Ivanka Trump’s Nordstrom Sales Were in a Free Fall Last Year

Shoes? Anyone?

Frederick M. Brown/Getty Images

Earlier this week, Donald Trump whined online about unfair treatment when retail giant Nordstrom decided to drop Ivanka Trump’s line of merch from its stores. Trump and his cohorts went on to outright accuse the department-store chain of dropping the president’s daughter’s line for “political reasons.” Say-anything White House Press Secretary Sean Spicer described the company’s decision this way: “This is a direct attack on his policies and her name and so there’s clearly an attempt for [Trump] to stand up for her being maligned because they have a problem with his policies.”

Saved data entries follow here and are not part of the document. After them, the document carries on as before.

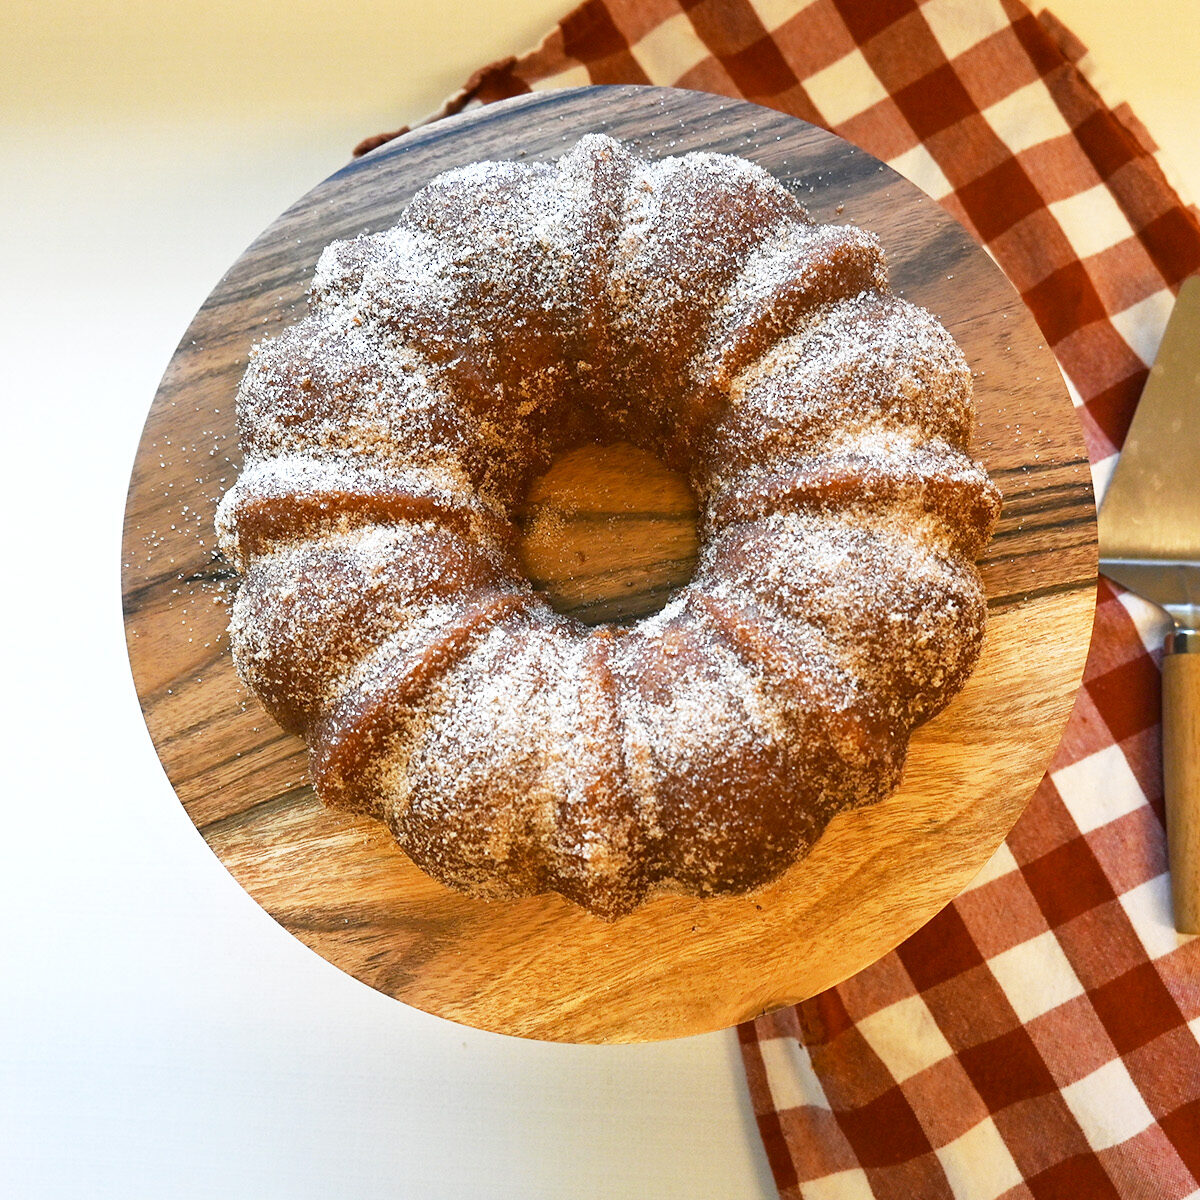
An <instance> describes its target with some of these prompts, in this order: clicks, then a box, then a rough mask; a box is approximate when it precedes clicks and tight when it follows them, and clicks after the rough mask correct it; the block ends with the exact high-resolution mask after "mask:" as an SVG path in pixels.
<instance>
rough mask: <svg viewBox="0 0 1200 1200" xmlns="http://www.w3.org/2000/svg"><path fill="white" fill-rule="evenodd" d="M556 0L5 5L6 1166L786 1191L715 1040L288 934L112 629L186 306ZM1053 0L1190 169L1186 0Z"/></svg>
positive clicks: (5, 1013)
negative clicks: (1091, 46) (564, 1041)
mask: <svg viewBox="0 0 1200 1200" xmlns="http://www.w3.org/2000/svg"><path fill="white" fill-rule="evenodd" d="M566 7H568V4H564V0H510V2H508V4H505V5H503V6H499V5H497V6H494V8H493V6H491V5H490V4H487V2H486V0H442V2H439V4H436V5H431V4H428V2H416V0H390V2H389V0H364V2H360V4H358V5H343V4H338V2H335V0H292V2H289V4H282V2H277V4H272V2H269V0H220V2H209V4H199V2H196V0H176V2H174V4H163V2H162V0H152V2H151V0H108V2H102V0H92V2H84V0H5V2H4V4H2V5H0V181H2V186H0V248H2V253H0V264H2V265H0V343H2V344H0V394H2V396H4V398H5V406H4V412H5V414H6V418H7V421H8V428H10V437H8V439H7V442H6V445H7V450H6V452H5V455H4V467H5V469H4V473H2V476H0V478H2V487H4V492H5V511H6V512H7V514H8V522H7V538H6V541H7V545H6V547H5V550H6V553H5V563H6V568H7V570H6V581H5V587H4V588H2V589H0V607H2V608H4V610H5V623H4V628H5V629H6V630H7V631H8V644H7V648H6V659H7V662H6V671H5V677H6V678H7V679H8V680H11V683H10V688H8V689H6V692H7V695H6V697H5V701H4V703H5V708H6V712H5V714H4V720H2V722H0V728H2V730H4V737H5V742H6V743H7V746H6V749H5V751H4V754H5V758H4V773H2V775H0V815H2V818H4V821H2V826H0V912H2V913H4V928H2V932H0V1130H2V1133H0V1194H2V1195H4V1196H10V1195H11V1196H13V1198H20V1200H42V1198H77V1196H89V1198H91V1196H114V1198H121V1200H133V1198H142V1196H145V1198H172V1200H178V1198H191V1196H196V1198H217V1196H220V1198H233V1200H239V1198H253V1200H266V1198H275V1196H278V1198H288V1200H295V1198H328V1196H353V1198H356V1200H358V1198H362V1200H367V1198H377V1196H378V1198H384V1196H386V1198H397V1196H400V1198H408V1196H415V1198H442V1196H445V1198H451V1196H452V1198H458V1196H464V1195H482V1196H488V1198H521V1200H534V1198H553V1200H559V1198H564V1196H571V1198H572V1200H587V1198H598V1200H599V1198H604V1200H608V1198H624V1196H629V1198H644V1200H658V1198H672V1200H674V1198H679V1200H683V1198H688V1200H706V1198H713V1200H728V1198H756V1196H770V1195H773V1194H774V1192H773V1188H772V1186H770V1178H769V1172H768V1171H767V1165H766V1160H764V1158H763V1154H762V1150H761V1146H760V1142H758V1138H757V1134H756V1132H755V1128H754V1121H752V1116H751V1114H750V1109H749V1104H748V1102H746V1097H745V1087H744V1081H743V1076H742V1070H740V1063H739V1060H738V1055H737V1048H736V1042H734V1038H733V1036H732V1034H713V1036H708V1037H701V1038H692V1039H688V1040H682V1042H674V1043H666V1044H658V1045H646V1046H618V1048H578V1046H559V1045H546V1044H538V1043H528V1042H521V1040H517V1039H510V1038H503V1037H497V1036H492V1034H484V1033H478V1032H474V1031H470V1030H466V1028H461V1027H458V1026H455V1025H451V1024H449V1022H446V1021H442V1020H438V1019H436V1018H432V1016H426V1015H424V1014H421V1013H418V1012H414V1010H413V1009H409V1008H406V1007H403V1006H401V1004H398V1003H396V1002H395V1001H391V1000H389V998H386V997H384V996H380V995H378V994H376V992H373V991H371V990H370V989H368V988H366V986H364V985H362V984H359V983H358V982H355V980H354V979H352V978H349V977H347V976H344V974H342V973H341V972H338V971H337V970H336V968H334V967H331V966H329V965H328V964H325V962H324V961H323V960H322V959H319V958H318V956H317V955H314V954H312V953H311V952H310V950H307V949H306V948H304V947H302V946H301V944H300V943H298V942H295V941H293V940H292V938H290V937H289V936H288V935H286V934H283V932H282V931H281V930H280V929H278V928H277V926H276V925H275V924H274V923H272V922H271V920H270V918H268V917H266V916H265V914H264V913H263V912H262V911H260V910H259V908H258V907H257V906H256V905H254V904H253V901H251V900H250V899H248V898H247V896H246V895H245V894H244V893H242V892H241V890H240V888H239V887H238V886H236V884H235V883H234V882H233V881H232V880H230V877H229V876H228V875H227V874H226V871H224V870H223V868H222V866H221V865H220V864H218V863H217V860H216V859H215V858H214V857H212V856H211V854H210V853H209V852H208V850H206V848H205V847H204V845H203V842H202V841H200V840H199V838H198V835H197V834H196V832H194V829H193V828H192V826H191V823H190V822H188V820H187V817H186V816H185V815H184V811H182V809H181V808H180V806H179V804H178V802H176V800H175V798H174V793H173V792H172V790H170V786H169V785H168V782H167V780H166V778H164V775H163V773H162V770H161V768H160V766H158V761H157V758H156V756H155V752H154V749H152V746H151V744H150V740H149V737H148V734H146V732H145V727H144V726H143V722H142V716H140V713H139V709H138V704H137V698H136V696H134V692H133V686H132V683H131V680H130V674H128V667H127V662H126V656H125V646H124V638H122V631H121V619H120V601H119V562H120V558H119V539H120V526H121V514H122V506H124V499H125V488H126V484H127V478H128V470H130V466H131V463H132V458H133V451H134V448H136V445H137V440H138V434H139V432H140V427H142V422H143V419H144V416H145V413H146V409H148V407H149V403H150V398H151V396H152V395H154V390H155V386H156V384H157V380H158V377H160V374H161V372H162V368H163V367H164V365H166V362H167V360H168V359H169V356H170V354H172V350H173V349H174V346H175V342H176V340H178V338H179V336H180V334H181V332H182V330H184V328H185V326H186V324H187V322H188V319H190V318H191V316H192V313H193V312H194V310H196V308H197V307H198V306H199V304H200V302H202V301H203V299H204V296H205V295H206V294H208V292H209V289H210V288H211V286H212V283H214V282H215V281H216V280H217V277H218V276H220V275H221V272H222V270H223V269H224V268H226V266H227V265H228V264H229V263H230V262H233V259H234V258H235V257H236V256H238V254H239V253H240V251H241V250H242V248H244V246H245V245H246V244H247V242H248V241H250V240H251V239H252V238H253V236H254V235H256V234H257V233H258V232H259V230H260V229H262V228H263V227H264V226H265V224H268V223H269V222H270V220H271V218H274V217H275V216H276V214H277V212H278V211H281V210H282V209H283V208H284V206H286V205H287V204H289V203H290V202H292V200H293V199H295V198H296V197H298V196H300V194H301V193H302V192H305V191H307V190H308V188H310V187H311V186H312V185H313V184H316V182H317V181H319V180H320V179H322V178H324V176H325V175H328V174H330V173H331V172H332V170H335V169H336V168H337V167H338V166H341V164H342V162H343V161H344V158H346V156H347V154H348V150H349V148H350V146H352V145H353V144H354V143H355V142H356V140H358V139H359V138H360V137H361V136H364V134H366V133H371V132H374V131H378V130H385V128H394V127H395V126H396V125H398V124H402V122H406V121H413V120H415V119H418V118H419V116H421V115H422V114H424V113H426V112H428V110H430V109H432V108H433V107H436V104H437V103H438V102H439V101H440V100H442V98H443V96H445V95H446V94H449V92H451V91H452V90H455V89H456V88H457V86H458V84H460V83H461V82H462V80H463V79H464V78H466V77H467V76H468V74H469V73H470V72H472V71H473V70H474V68H475V67H478V66H480V65H481V64H484V62H486V61H488V60H491V59H493V58H496V56H499V55H502V54H506V53H512V52H520V50H522V49H524V48H526V47H528V46H529V44H532V43H533V42H534V41H536V40H538V37H539V36H540V35H541V34H542V32H544V31H545V30H546V29H547V28H548V26H550V25H551V24H552V22H553V20H554V19H556V18H557V17H558V16H560V14H562V13H563V12H564V11H565V8H566ZM1054 7H1055V11H1056V12H1057V14H1058V16H1060V17H1061V18H1063V19H1064V20H1066V22H1067V23H1068V24H1069V25H1072V26H1073V28H1074V29H1075V31H1076V32H1078V34H1079V35H1080V36H1081V37H1084V40H1085V41H1087V42H1088V43H1090V44H1091V46H1092V48H1093V52H1094V54H1096V58H1097V59H1098V60H1099V61H1100V62H1102V64H1103V65H1104V68H1105V74H1106V77H1108V78H1109V80H1110V83H1111V84H1112V90H1114V91H1116V92H1120V94H1121V95H1123V96H1126V97H1128V98H1129V100H1130V101H1132V102H1133V104H1134V107H1135V109H1136V112H1138V113H1139V115H1140V116H1141V119H1142V120H1144V121H1145V122H1146V125H1147V126H1148V127H1150V128H1151V130H1152V131H1153V132H1154V134H1156V136H1157V137H1158V138H1159V140H1160V142H1162V143H1163V144H1164V145H1165V146H1166V149H1168V151H1169V152H1170V154H1171V155H1172V157H1174V160H1175V163H1176V166H1177V168H1178V170H1180V174H1181V175H1182V176H1183V179H1184V180H1186V181H1187V185H1188V187H1189V188H1190V192H1192V194H1193V196H1198V194H1200V143H1198V140H1196V139H1195V137H1194V132H1193V130H1194V114H1195V110H1196V104H1195V101H1196V85H1195V84H1194V83H1192V82H1190V80H1193V79H1195V64H1196V61H1198V60H1200V28H1198V26H1200V19H1198V17H1196V14H1195V12H1196V11H1195V0H1158V2H1157V4H1156V5H1153V6H1146V16H1142V17H1139V18H1138V20H1133V19H1130V7H1129V6H1128V4H1126V2H1123V0H1122V2H1114V0H1060V2H1057V4H1056V5H1055V6H1054ZM1151 12H1153V14H1154V17H1153V19H1150V17H1148V13H1151Z"/></svg>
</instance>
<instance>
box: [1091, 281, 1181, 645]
mask: <svg viewBox="0 0 1200 1200" xmlns="http://www.w3.org/2000/svg"><path fill="white" fill-rule="evenodd" d="M1099 538H1100V571H1102V572H1103V574H1104V575H1106V576H1109V578H1111V580H1115V581H1116V582H1117V583H1120V584H1122V587H1127V588H1129V589H1130V590H1133V592H1136V593H1139V594H1140V595H1142V596H1145V598H1146V599H1147V600H1152V601H1153V602H1154V604H1157V605H1162V607H1164V608H1165V610H1166V611H1168V612H1169V613H1170V616H1171V618H1172V619H1174V620H1175V623H1176V625H1177V626H1180V628H1182V629H1193V630H1194V629H1196V628H1198V626H1200V276H1193V277H1192V278H1189V280H1188V281H1187V282H1186V283H1184V284H1183V287H1182V288H1181V289H1180V294H1178V299H1177V300H1176V302H1175V311H1174V312H1172V313H1171V319H1170V322H1169V323H1168V326H1166V332H1165V334H1164V336H1163V343H1162V346H1160V347H1159V350H1158V358H1157V359H1156V361H1154V366H1153V368H1152V370H1151V372H1150V378H1148V380H1147V382H1146V388H1145V391H1142V395H1141V401H1140V403H1139V404H1138V412H1136V413H1135V414H1134V419H1133V424H1132V425H1130V426H1129V433H1128V436H1127V438H1126V443H1124V448H1123V449H1122V451H1121V458H1120V461H1118V462H1117V467H1116V470H1115V472H1114V474H1112V480H1111V482H1110V484H1109V490H1108V493H1106V496H1105V498H1104V503H1103V505H1102V506H1100V512H1099Z"/></svg>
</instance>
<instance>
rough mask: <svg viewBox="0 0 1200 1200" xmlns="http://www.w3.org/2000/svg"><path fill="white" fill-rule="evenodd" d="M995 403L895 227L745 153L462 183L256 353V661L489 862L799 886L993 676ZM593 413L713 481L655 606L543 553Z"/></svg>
mask: <svg viewBox="0 0 1200 1200" xmlns="http://www.w3.org/2000/svg"><path fill="white" fill-rule="evenodd" d="M973 419H974V409H973V402H972V394H971V376H970V371H968V368H967V366H966V362H965V361H964V359H962V355H961V353H960V350H959V348H958V346H956V344H955V343H954V341H953V340H952V338H950V336H949V335H948V334H947V332H946V330H944V329H942V326H941V325H940V324H938V323H937V322H936V320H935V319H934V318H932V317H931V316H930V314H929V313H928V312H925V311H924V310H922V308H918V307H916V306H913V305H911V304H907V302H906V301H904V300H900V299H898V298H895V296H893V295H892V294H890V292H889V289H888V283H887V271H886V266H884V260H883V254H882V251H881V248H880V245H878V242H877V241H876V239H875V238H874V236H872V235H871V234H868V233H864V232H863V230H860V229H856V228H852V227H838V226H820V224H815V223H814V222H812V221H811V220H810V218H809V216H808V214H806V212H805V210H804V209H803V206H802V205H800V204H799V203H798V202H797V200H796V199H794V198H793V197H792V196H791V194H790V193H788V192H787V191H786V190H785V188H784V187H782V186H781V185H779V184H778V182H776V181H775V180H774V179H773V178H772V176H770V175H768V174H767V173H766V172H763V170H762V169H760V168H758V167H756V166H754V164H751V163H749V162H746V161H744V160H740V158H737V157H731V156H724V155H716V154H688V155H684V156H682V157H671V158H664V160H660V161H655V162H648V161H644V160H642V158H640V157H637V156H636V155H635V154H632V152H631V151H630V150H629V149H628V148H625V146H623V145H622V144H619V143H617V142H614V140H612V139H611V138H607V137H604V136H599V134H593V136H588V137H584V138H583V139H582V140H581V142H580V143H578V144H577V145H576V146H575V148H574V149H572V150H571V151H570V152H568V154H566V155H565V156H563V157H562V158H560V160H559V161H558V162H557V163H548V164H546V163H515V162H503V163H476V164H473V166H470V167H464V168H461V169H457V170H451V172H446V173H445V174H443V175H439V176H438V178H437V179H434V180H433V181H431V182H430V184H428V185H427V186H426V187H425V188H424V190H422V191H421V192H419V193H418V194H416V196H415V197H414V199H413V202H412V203H410V204H409V206H408V209H407V210H406V211H404V214H403V216H402V217H401V220H400V221H398V222H397V224H396V226H394V227H392V228H391V229H388V230H385V232H383V233H378V234H371V235H364V236H360V238H356V239H354V240H350V241H342V242H335V244H332V245H331V246H329V247H328V248H326V250H325V252H324V253H323V256H322V258H320V262H319V263H318V265H317V271H316V276H314V280H313V283H312V289H311V293H310V312H308V314H307V316H306V317H305V318H304V319H302V320H300V322H299V323H298V324H296V325H294V326H292V328H289V329H287V330H284V331H283V332H282V334H281V335H278V336H277V337H275V338H270V340H268V341H264V342H263V343H260V344H259V346H258V347H256V350H254V354H253V355H252V360H251V364H250V367H248V368H247V371H246V374H245V378H244V379H242V383H241V388H240V390H239V395H238V422H239V434H240V440H241V446H242V450H244V454H245V458H246V464H245V468H244V470H242V474H241V476H240V478H239V480H238V482H236V484H235V485H234V487H233V488H230V491H229V492H228V493H227V494H226V497H224V498H223V500H222V503H221V508H220V510H218V515H217V528H218V533H220V536H221V545H222V548H223V551H224V553H226V554H227V556H228V557H229V559H230V560H232V562H233V563H235V564H236V566H238V569H239V571H240V572H241V576H242V580H241V586H240V589H239V592H238V596H236V600H235V602H234V608H233V618H232V624H230V635H232V641H233V650H234V656H235V661H236V665H238V670H239V672H240V674H241V676H242V678H244V679H245V680H246V682H247V684H250V686H251V688H253V689H254V691H256V692H257V694H258V696H259V697H260V698H262V701H263V703H264V704H265V706H266V708H268V709H269V710H270V712H271V714H272V715H274V716H275V718H276V719H277V720H278V721H280V724H281V725H283V727H284V728H287V730H290V731H294V732H299V733H301V734H302V736H304V737H305V738H306V740H307V742H308V745H310V748H311V754H312V757H311V763H312V775H313V781H314V785H316V788H317V793H318V794H319V796H320V797H322V799H323V800H324V802H325V803H328V804H331V805H337V806H343V808H348V809H352V810H355V811H361V812H366V814H370V815H371V816H373V817H377V818H378V820H380V821H383V822H385V823H386V826H388V828H389V829H390V830H391V833H392V834H394V836H395V838H396V840H397V842H398V844H400V845H401V846H402V847H403V848H404V851H406V852H407V853H408V854H409V856H410V858H412V859H413V860H414V862H415V863H416V864H418V865H420V866H421V868H422V869H424V870H426V871H427V872H428V874H431V875H432V876H434V877H436V878H438V880H440V881H443V882H444V883H446V884H449V886H451V887H455V888H458V889H461V890H464V892H468V893H472V894H474V895H479V896H485V898H500V896H520V895H528V894H533V893H540V892H547V890H552V892H558V893H560V894H562V895H564V896H566V898H568V899H569V900H571V901H574V902H575V904H577V905H581V906H583V907H584V908H587V910H589V911H590V912H593V913H595V914H598V916H600V917H604V918H606V919H614V918H617V917H620V916H623V914H625V913H628V912H630V911H632V910H634V908H636V907H637V906H638V905H641V904H642V902H644V901H646V900H647V899H649V898H652V896H653V895H655V894H659V893H662V892H672V890H674V892H679V890H682V892H685V893H689V894H694V895H709V894H718V893H738V892H745V890H749V889H752V888H756V887H760V886H761V884H763V883H766V882H768V881H770V880H773V878H775V877H778V876H779V875H780V874H781V872H782V871H785V870H786V869H787V868H788V866H790V865H791V864H792V863H794V862H796V860H797V858H799V857H800V856H803V854H805V853H806V852H808V851H809V850H810V848H811V846H812V845H814V844H815V841H816V840H817V839H818V838H820V835H821V833H822V830H823V829H824V827H826V826H827V824H828V822H829V820H830V818H832V817H833V816H835V815H836V814H838V812H839V811H842V810H845V809H848V808H853V806H858V805H864V804H870V803H872V802H876V800H878V799H881V798H882V797H883V796H886V794H887V793H888V792H889V791H892V788H894V786H895V785H896V782H898V780H899V778H900V772H901V768H902V766H904V757H905V751H906V748H907V743H908V737H910V733H911V731H912V728H913V727H914V726H916V725H918V724H919V722H922V721H924V720H928V719H929V718H930V716H932V715H934V714H935V713H937V712H938V710H940V709H941V708H943V707H944V706H946V704H947V703H948V702H949V700H950V698H952V697H953V696H954V694H955V692H956V691H958V690H959V689H960V688H961V686H962V684H964V683H965V680H966V678H967V676H968V673H970V672H971V670H972V667H973V666H974V662H976V660H977V658H978V654H979V649H980V644H982V638H983V628H984V616H985V607H986V601H985V595H984V592H983V587H982V583H980V580H979V575H978V572H977V570H976V566H974V558H976V557H977V556H978V554H979V553H980V551H982V550H983V547H984V546H985V545H986V541H988V539H989V538H990V535H991V530H992V527H994V524H995V521H996V517H997V514H998V508H1000V494H998V492H997V490H996V488H995V486H994V485H992V484H991V482H990V480H989V479H988V476H986V473H985V472H984V469H983V467H982V466H980V464H979V463H977V462H974V461H973V460H972V458H971V457H970V456H968V454H967V442H968V437H970V432H971V428H972V424H973ZM588 440H596V442H601V443H607V442H616V440H628V442H632V443H634V444H635V445H638V446H641V448H643V449H647V450H650V451H652V452H654V454H656V455H659V456H660V457H661V458H662V460H664V461H665V462H667V463H668V464H670V466H672V467H674V468H676V469H678V470H682V472H683V473H685V475H686V478H688V479H689V481H690V484H691V486H692V488H694V491H695V493H696V496H697V499H698V502H700V510H701V517H700V534H701V553H700V560H698V565H697V569H696V572H695V576H694V578H692V580H691V582H690V583H689V584H688V586H686V587H684V588H682V589H680V590H679V592H677V593H676V594H674V595H673V596H672V598H671V600H670V602H668V604H667V605H666V607H665V608H664V610H662V611H661V612H658V613H655V614H654V616H652V617H648V618H644V619H642V620H640V622H637V623H636V624H634V625H630V626H613V625H599V626H594V628H588V626H584V625H582V624H581V623H578V622H577V620H574V619H571V618H570V617H566V616H562V614H559V613H556V612H553V611H552V610H551V607H550V606H548V604H547V602H546V601H545V600H544V599H542V598H541V596H540V595H539V594H538V593H535V592H534V590H533V588H532V586H530V584H529V582H528V580H526V578H524V577H523V576H522V574H521V569H520V566H518V563H517V558H516V553H515V545H516V535H515V532H514V527H512V522H511V512H512V510H514V506H515V505H516V504H518V503H520V500H521V499H522V498H523V496H524V492H526V490H527V487H528V485H529V482H530V480H532V479H533V478H534V476H536V475H538V474H541V473H542V472H545V470H546V468H547V467H548V466H550V463H551V461H552V460H553V458H554V457H556V456H557V455H559V454H562V452H563V451H565V450H568V449H571V448H574V446H575V445H578V444H581V443H584V442H588Z"/></svg>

The company disputed the accusations of political targeting. “Each year we cut about 10 percent and refresh our assortment with about the same amount. In this case, based on the brand’s performance we’ve decided not to buy it for this season,” a Nordstrom spokesperson explained to the Seattle Times this week. But how was the brand performance? The Wall Street Journal got hold of the company’s internal sales numbers and on Saturday reported that Ivanka’s sales had fallen by nearly a third over the past year.

Sales of Ivanka Trump’s fashion line tumbled 32% at Nordstrom Inc. last fiscal year, with the declines deepening in the run-up to the U.S. presidential election, according to internal Nordstrom data reviewed by The Wall Street Journal. Amid calls to boycott the brand, Ivanka Trump footwear and apparel sales fell more than 70% in the second, third and fourth weeks of October compared with a year ago, the Nordstrom data show …

At Nordstrom, Ivanka Trump footwear and apparel sales totaled $14.3 million in the fiscal year ended in January, down from $20.9 million in the previous year, according to the data reviewed by the Journal. The sales fell in 45 of the 52 weeks. The brand’s decline at Nordstrom occurred even as the chain’s overall sales rose in a difficult retail market. Total sales increased 7.2% to $3.5 billion in the quarter ended Oct. 29, and gained 3% to $10.2 billion in the nine-month period.

That’s a pretty serious decline, and no one respects the bottom line more than Donald J. Trump. Politics may have been at play here, but it’s Donald Trump’s politics, not the retailers, that have proved costly.